I was always involved in art projects at school. Of course I was able to get off easy on some of the tough subjects. (Chuckle.) I would always cram for my tests, but I missed a lot of my subjects during the usual school hours working on projects and working on things like scenery on plays and special art projects. When something came up that had to be done for the school, any kind of staging or murals or all these artistic things, I was involved. In fact, one of my pieces of art was displayed in the New York City Museum of Art for half a term.
Stroud: Wow! Magnificent.
Barry: As a kid I thought it was an absolute highlight of my life. So these things, the fact that I was recognized and getting special treatment now and then really drew me to the field of art even more.
Stroud: I’m sure the encouragement was invaluable.
Barry: I had some wonderful teachers, too, who in my lowest moment spurred me on and got me going again. So those were my learning years.
Later I went to the School of Industrial Art, which is now the School of Art and Design in New York and many of my artist friends, several of whom have passed away, have been former students of the School of Industrial Art. Many of them landed in comics and illustration. Many illustrators also were found in the shelter and comfort of comics to start to earn some money and they began to do more realistic comic strips and comic books and became illustrators in comics rather than having to struggle and wait years to become famous as an illustrator. So comics was a wonderful shelter for not just humor, but realistic adventure formats as well.
Stroud: Ah, yes. Others have told me it was a good place to hone your skills and also to earn a living as you could get a weekly check.
Barry: Exactly. Of course, there were some rather difficult companies, very miserly companies, who made you wait months before you received your check and made you struggle and by the time you received your check it had been just about spent. So there were those difficulties you ran into with many companies. Some of the comic book companies were operating on shoestrings and they would try to get the artist to get the work going and hold them off and wait until the books got printed and on the stands and see if they sold before the poor artists got paid. Writers as well. So we had our difficulties with the publishing companies.

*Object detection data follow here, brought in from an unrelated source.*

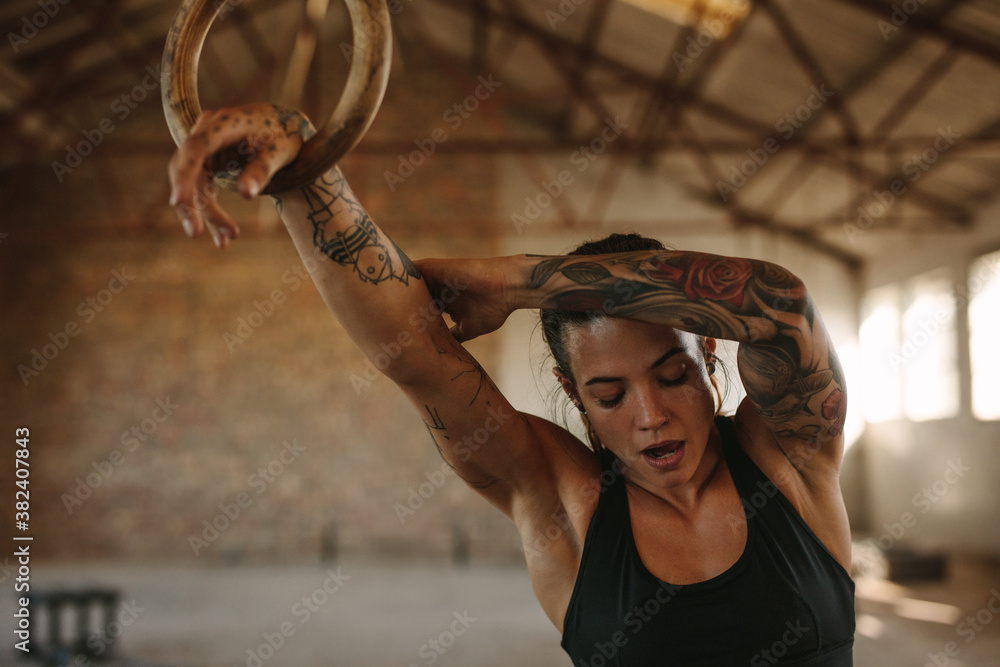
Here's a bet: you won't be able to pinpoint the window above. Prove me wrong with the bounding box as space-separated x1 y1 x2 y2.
968 252 1000 419
859 285 902 422
898 272 959 421
859 271 959 423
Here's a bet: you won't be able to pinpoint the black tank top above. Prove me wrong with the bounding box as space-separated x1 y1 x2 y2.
562 417 854 667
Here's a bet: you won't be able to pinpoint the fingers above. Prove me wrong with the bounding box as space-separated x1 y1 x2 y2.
168 105 302 248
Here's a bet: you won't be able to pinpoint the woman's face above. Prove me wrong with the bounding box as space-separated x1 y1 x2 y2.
562 317 715 496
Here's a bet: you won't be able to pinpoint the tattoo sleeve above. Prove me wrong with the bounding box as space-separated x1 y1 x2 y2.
302 171 420 285
525 251 846 442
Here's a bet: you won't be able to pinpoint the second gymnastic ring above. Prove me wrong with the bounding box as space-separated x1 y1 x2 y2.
161 0 392 193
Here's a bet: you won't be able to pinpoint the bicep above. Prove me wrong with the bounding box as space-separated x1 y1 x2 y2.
737 300 847 468
400 331 572 516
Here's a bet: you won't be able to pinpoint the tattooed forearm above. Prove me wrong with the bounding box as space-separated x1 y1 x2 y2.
302 170 420 285
527 251 806 341
526 251 844 441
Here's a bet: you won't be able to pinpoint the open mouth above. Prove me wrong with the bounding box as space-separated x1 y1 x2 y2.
642 440 684 470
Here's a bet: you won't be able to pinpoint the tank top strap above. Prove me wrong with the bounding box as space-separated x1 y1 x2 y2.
715 415 776 499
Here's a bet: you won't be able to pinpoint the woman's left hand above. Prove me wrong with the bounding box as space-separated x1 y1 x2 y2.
169 104 315 248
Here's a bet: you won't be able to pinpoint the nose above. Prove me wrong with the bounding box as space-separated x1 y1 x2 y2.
636 387 671 431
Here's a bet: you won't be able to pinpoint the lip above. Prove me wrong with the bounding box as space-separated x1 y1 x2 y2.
641 440 685 471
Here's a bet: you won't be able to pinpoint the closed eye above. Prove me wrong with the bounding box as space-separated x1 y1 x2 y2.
594 392 625 410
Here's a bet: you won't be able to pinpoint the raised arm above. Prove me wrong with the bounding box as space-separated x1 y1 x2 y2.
162 105 584 515
421 251 846 468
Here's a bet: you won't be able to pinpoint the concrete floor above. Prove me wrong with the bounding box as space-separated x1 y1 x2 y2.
0 561 1000 667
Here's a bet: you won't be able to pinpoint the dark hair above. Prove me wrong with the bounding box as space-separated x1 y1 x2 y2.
539 233 722 452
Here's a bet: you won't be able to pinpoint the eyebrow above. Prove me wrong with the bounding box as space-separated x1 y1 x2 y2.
583 347 684 387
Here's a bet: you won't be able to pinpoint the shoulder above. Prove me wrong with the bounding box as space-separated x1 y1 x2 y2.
728 401 851 569
513 414 601 542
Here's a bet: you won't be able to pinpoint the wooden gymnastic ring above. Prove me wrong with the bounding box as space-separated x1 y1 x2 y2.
160 0 392 193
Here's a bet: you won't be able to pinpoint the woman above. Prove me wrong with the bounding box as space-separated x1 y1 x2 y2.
170 105 854 666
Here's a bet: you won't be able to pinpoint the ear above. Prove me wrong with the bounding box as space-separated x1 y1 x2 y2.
552 366 580 406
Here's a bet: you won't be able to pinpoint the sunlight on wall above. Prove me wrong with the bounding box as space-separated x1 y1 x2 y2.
859 285 902 423
969 251 1000 420
898 272 959 421
860 271 960 423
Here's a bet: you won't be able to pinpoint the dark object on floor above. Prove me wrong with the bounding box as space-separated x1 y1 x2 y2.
885 545 948 581
22 588 123 665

But there were the more respected and established companies like DC and Marvel and Ziff Davis. Hillman Publications was another pretty well established company. They were reliable.
Stroud: I remember Joe Giella telling me that Hillman was the first company he did work for at the beginning of his career.
Barry: My first job was with Famous Funnies and I must say that even though it was well known amongst the artists, it was a very difficult company to work for. That was one of the lower echelon companies, to put it nicely. (Chuckle.) You had to wait awhile before you got paid. They made it very difficult for you.
My very first job was a filler page, both pencils and inks, and the whole thing paid $15.00. It was a 7-panel page. I had to wait 3 months for that $15.00. I was all of 17 when I did it and $15.00 to me was like two weeks’ pay. We were so poor that $15.00 was a hell of a lot of money. My mother kept thinking that I was lying to her that I didn’t receive my money yet. (Chuckle.) These were the kind of things we ran into unexpectedly. We just had no idea this would happen.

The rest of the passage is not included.